The Stones striker raised his legend status another notch and this coupled with heroic defending, typified by the magnificent Cronin means Gordon Bartlett’s men are three hours from Wembley and in the hat for Monday’s semi-final draw.

The underdogs made a nervy start with Cambridge forcing two corners inside the first minute, the second of which travelled all the way across the box with no-one able to get the final touch.

However, Stones silenced the home fans on four minutes as they grabbed a shock lead. Cambridge responded with a flowing move from the back Kurtney Brooks found room on the right and when his cross reached Lee Chappell he headed back across the box for Jolly to prod home.

Cambridge responded with a flowing move from back to front which ended with Kevin Roberts’ ball to the far post headed just wide by Harrison Dunk.

Luke Berry saw another effort deflected behind, while Brett Johnson was close with a header and Jonathan North had to be alert to tip over a Liam Hughes shot from Ryan Jackson’s cross from the right.

As the pressure increased Tom Shaw was only denied by Shaun Cronin’s last-ditch block and Adam Marriott shot wide when he should have scored.

However, Dunk left the field with what looked like a hamstring tear and Stones protected their slender lead until the break.
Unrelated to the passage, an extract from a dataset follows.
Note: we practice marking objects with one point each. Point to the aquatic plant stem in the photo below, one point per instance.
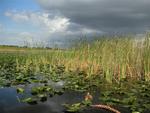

Hughes tested North soon after the restart with a shot from long range, and the Stones keeper did swell again just past the hour to deflect Berry’s shot behind.

There was not the head of steam the hosts had in the first half, but ther visitors still struggled to get any consistent possession of the ball.

Alan Massey, given a torrid time by Jackson and on a booking gave way to Hammond and the unthinkable happened in the 69 th  minute as Stones doubled the lead.

McCubbin’s tremendous cross-field ball sent Brooks scampering down the right and when his delicious cross in Jolly applied a deadly cross range finish.

The cushion lasted little more than a minute before Cronin was penalised 25 yards out and skipper James Jennings’ superb free-kick left North rooted to the spot.

Stones resisted heroically, but with the hosts running out of ideas and 90 minutes on the clock another free-kick was conceded on the edge.

Jennings again hit it superbly but North arched his back to tip over. Four minutes of stoppage-time followed, but Marriot lashed wildly over and Stones were home.